…
"Which Church Theologians first proposed that Mary was always a virgin?"
If it wasn’t believed until long after Jesus, what does it matter when Jeromes solution to the Jesus siblings problem came along?
Actually I have done some brief research and answered my own question. Wikipedia again (i know it isn’t infallible, but usually pretty accurate) has anarticle on “perpetual virginity of Mary.”
I quote in part (emphasis mine):
"*A second-century document that paid special attention to Mary’s virginity … this text does not explicitly assert Mary’s perpetual virginity after the birth of Jesus.
There was no full consensus on the doctrine of perpetual virginity within the early Church by the end of the second century, e.g.
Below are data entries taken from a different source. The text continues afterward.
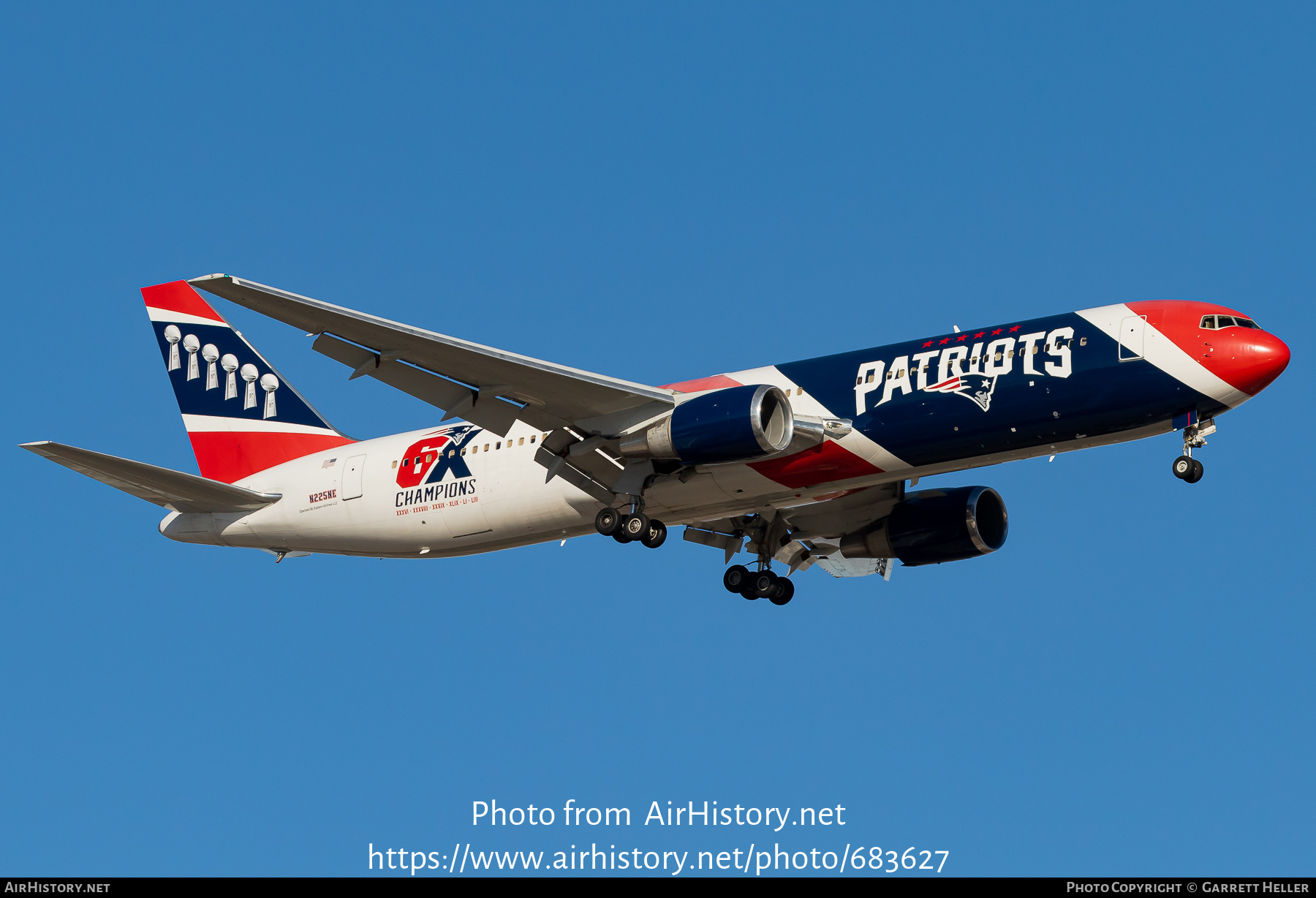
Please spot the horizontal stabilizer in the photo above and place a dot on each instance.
(174, 490)
(554, 396)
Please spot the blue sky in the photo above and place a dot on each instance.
(656, 192)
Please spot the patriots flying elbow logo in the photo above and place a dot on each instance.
(975, 389)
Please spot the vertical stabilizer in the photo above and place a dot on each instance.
(240, 414)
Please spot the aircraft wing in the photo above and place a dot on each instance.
(839, 567)
(461, 377)
(161, 486)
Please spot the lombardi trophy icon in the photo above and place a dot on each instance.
(269, 383)
(173, 335)
(191, 344)
(212, 377)
(249, 374)
(230, 382)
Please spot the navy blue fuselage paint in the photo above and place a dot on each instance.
(1016, 410)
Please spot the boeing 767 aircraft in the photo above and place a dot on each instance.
(811, 461)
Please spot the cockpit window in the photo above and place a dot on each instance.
(1219, 322)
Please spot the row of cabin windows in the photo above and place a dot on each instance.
(1219, 322)
(428, 457)
(973, 360)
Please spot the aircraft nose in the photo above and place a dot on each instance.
(1257, 358)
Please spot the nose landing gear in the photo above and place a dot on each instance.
(1187, 468)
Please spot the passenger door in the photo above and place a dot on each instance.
(352, 473)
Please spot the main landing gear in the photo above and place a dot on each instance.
(631, 527)
(1187, 468)
(761, 585)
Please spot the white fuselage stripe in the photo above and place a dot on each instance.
(1165, 355)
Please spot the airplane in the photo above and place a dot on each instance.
(814, 462)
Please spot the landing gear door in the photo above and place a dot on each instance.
(1132, 336)
(352, 473)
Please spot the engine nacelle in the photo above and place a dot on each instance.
(723, 426)
(934, 526)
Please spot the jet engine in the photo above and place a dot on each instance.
(934, 526)
(724, 426)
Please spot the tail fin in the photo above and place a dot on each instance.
(240, 414)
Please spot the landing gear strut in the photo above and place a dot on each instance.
(761, 584)
(1187, 468)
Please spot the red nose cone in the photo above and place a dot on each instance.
(1258, 358)
(1244, 357)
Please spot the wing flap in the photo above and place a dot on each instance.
(161, 486)
(566, 393)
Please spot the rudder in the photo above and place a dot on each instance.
(240, 414)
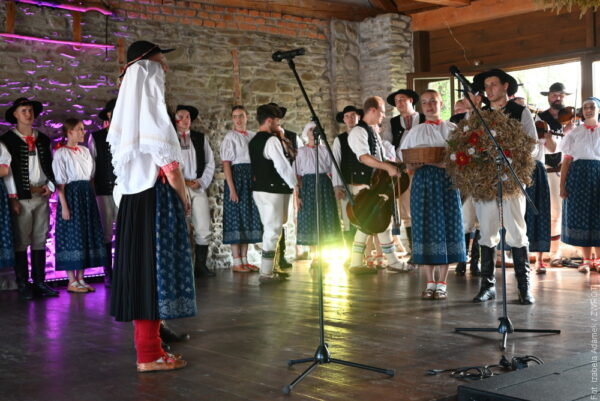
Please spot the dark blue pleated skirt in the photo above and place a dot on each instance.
(241, 221)
(79, 240)
(329, 220)
(7, 254)
(153, 277)
(437, 223)
(538, 226)
(581, 208)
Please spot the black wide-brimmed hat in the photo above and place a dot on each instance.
(270, 110)
(142, 50)
(191, 109)
(479, 81)
(339, 117)
(555, 87)
(410, 93)
(283, 109)
(108, 108)
(23, 101)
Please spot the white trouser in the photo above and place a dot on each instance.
(469, 215)
(273, 212)
(514, 222)
(555, 203)
(200, 215)
(32, 224)
(107, 209)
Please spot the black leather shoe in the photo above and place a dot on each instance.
(167, 335)
(461, 268)
(485, 294)
(42, 290)
(25, 292)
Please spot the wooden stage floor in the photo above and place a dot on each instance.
(68, 348)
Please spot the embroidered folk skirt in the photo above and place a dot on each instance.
(538, 226)
(437, 222)
(329, 221)
(241, 221)
(153, 276)
(581, 208)
(7, 254)
(79, 240)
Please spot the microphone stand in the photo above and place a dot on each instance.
(505, 327)
(322, 354)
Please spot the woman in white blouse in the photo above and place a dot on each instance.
(580, 187)
(79, 236)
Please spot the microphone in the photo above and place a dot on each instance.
(461, 78)
(287, 55)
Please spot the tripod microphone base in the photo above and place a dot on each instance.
(322, 355)
(505, 328)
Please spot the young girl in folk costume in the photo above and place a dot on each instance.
(7, 190)
(79, 236)
(580, 187)
(241, 221)
(329, 222)
(437, 223)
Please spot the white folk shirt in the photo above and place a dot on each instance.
(274, 151)
(37, 177)
(9, 181)
(71, 165)
(358, 140)
(582, 143)
(190, 163)
(427, 135)
(305, 161)
(234, 147)
(387, 133)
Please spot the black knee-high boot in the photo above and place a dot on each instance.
(487, 291)
(522, 270)
(22, 276)
(38, 274)
(461, 267)
(283, 263)
(474, 265)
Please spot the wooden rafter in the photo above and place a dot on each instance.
(447, 3)
(305, 8)
(478, 11)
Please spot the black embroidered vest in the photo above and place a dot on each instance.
(265, 177)
(20, 160)
(104, 178)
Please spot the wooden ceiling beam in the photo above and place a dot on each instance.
(303, 8)
(478, 11)
(447, 3)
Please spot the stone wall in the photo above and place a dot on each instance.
(77, 82)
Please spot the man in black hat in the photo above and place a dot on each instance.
(404, 100)
(273, 181)
(104, 183)
(354, 173)
(499, 86)
(552, 159)
(198, 171)
(32, 169)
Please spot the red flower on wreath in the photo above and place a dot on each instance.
(474, 138)
(462, 159)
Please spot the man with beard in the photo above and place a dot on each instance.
(556, 94)
(499, 86)
(273, 181)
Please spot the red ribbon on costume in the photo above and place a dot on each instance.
(30, 143)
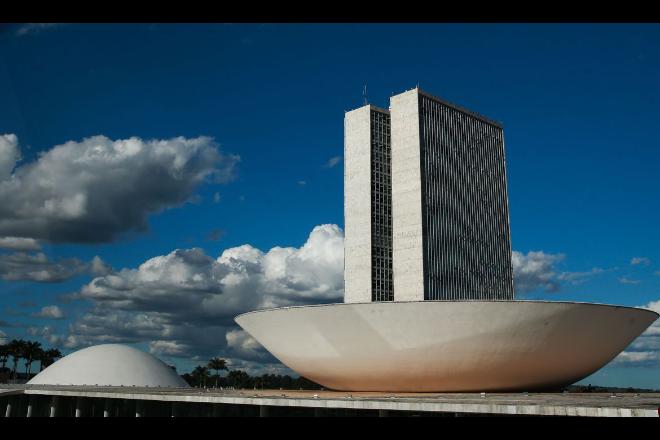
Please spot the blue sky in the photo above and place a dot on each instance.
(580, 104)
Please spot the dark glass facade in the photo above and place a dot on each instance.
(381, 207)
(465, 212)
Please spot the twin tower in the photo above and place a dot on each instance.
(425, 203)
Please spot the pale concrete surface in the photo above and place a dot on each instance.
(109, 364)
(407, 244)
(357, 205)
(447, 346)
(549, 404)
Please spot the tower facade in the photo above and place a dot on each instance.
(426, 205)
(368, 272)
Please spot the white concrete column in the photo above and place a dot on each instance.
(53, 406)
(8, 409)
(79, 405)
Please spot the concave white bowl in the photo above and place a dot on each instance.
(447, 346)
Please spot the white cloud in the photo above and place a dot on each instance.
(19, 244)
(23, 266)
(33, 28)
(50, 312)
(244, 346)
(538, 270)
(183, 303)
(99, 267)
(636, 261)
(9, 155)
(645, 350)
(98, 188)
(333, 161)
(626, 280)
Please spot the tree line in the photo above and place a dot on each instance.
(30, 351)
(201, 377)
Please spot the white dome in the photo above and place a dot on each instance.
(109, 365)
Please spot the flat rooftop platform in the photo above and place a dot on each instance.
(538, 404)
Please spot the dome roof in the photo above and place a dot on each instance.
(109, 365)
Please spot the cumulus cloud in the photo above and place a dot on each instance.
(626, 280)
(50, 312)
(333, 161)
(538, 270)
(645, 350)
(23, 266)
(636, 261)
(95, 189)
(33, 28)
(9, 155)
(183, 303)
(244, 346)
(19, 244)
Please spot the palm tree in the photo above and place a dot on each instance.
(200, 373)
(48, 357)
(217, 364)
(4, 355)
(16, 352)
(31, 352)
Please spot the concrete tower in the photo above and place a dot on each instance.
(425, 203)
(451, 238)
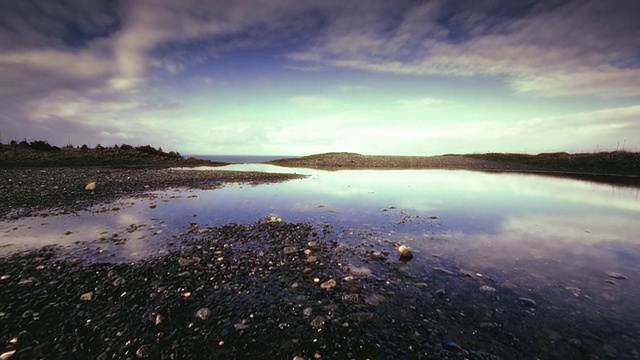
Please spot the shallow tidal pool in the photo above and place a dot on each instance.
(566, 250)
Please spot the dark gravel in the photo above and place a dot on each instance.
(24, 191)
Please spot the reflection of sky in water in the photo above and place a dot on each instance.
(521, 227)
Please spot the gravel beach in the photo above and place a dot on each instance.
(24, 191)
(272, 290)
Tertullian (c.160 – c.225) did not teach the doctrine (although he taught virgin birth), but Irenaeus (c.130 – c.202) taught perpetual virginity, along with other Marian themes.[35] Origen (185-254) was emphatic on the issue of the brothers of Jesus, and stated that he believed them to have been the children of Joseph from a previous marriage.[43] However, wider support for the doctrine began to appear within the next century.[35]
Some writers from 4th century, Helvidius and Eunomius of Cyzicus… after Jesus’ birth, and that James, Joses, Jude, and Simon were the biological sons of Mary and Joseph, …
By the 4th century, the doctrine of perpetual virginity had been well attested.[46] For example, references can be found in the 3rd century writings of Hippolytus of Rome,…4th century works of Athanasius,[48] Epiphanius,[49] Hilary,[50] Didymus,[51] Ambrose,[52] Jerome,[53] and Siricius[54] continued the attestations to perpetual virginity – a trend that gathered pace in the next century.[4][5]*"
So:
It seems to me that the doctrine has a similar history to the Trinity.
It isn’t taught in the Bible, but it slowly evolved over hundreds of years and through many controversies and debates until it was eventually adopted into the Church.

(and afterwards, anyone who questioned it was labelled a heretic no doubt)
With this “truth” decided, and the Bible saying Jesus had siblings, Jerome taught that these siblings are infact cousins and not Mary’s other children at all!

(a better explaination than the idea that Mary was Josephs second wife)
1700 years later JW’s correctly mention Jerome (without satisfactory quotes according to some) as being the first one to teach the cousin theory. (several posters on a discussion website decry JW’s as just swallowing whatever they are told without doing any research!

)
Maybe someone else had the idea before Jerome and he just published it, but regardless, the belief Mary stayed a virgn through her married life hadn’t become doctrine yet, so when the explainations of how that worked came along seems kind of irrelevant to me.
The JW insight book quoted at the begining of this article by Wayntec looks accurate and stands up to research. Good.

Thanks for building my faith in that.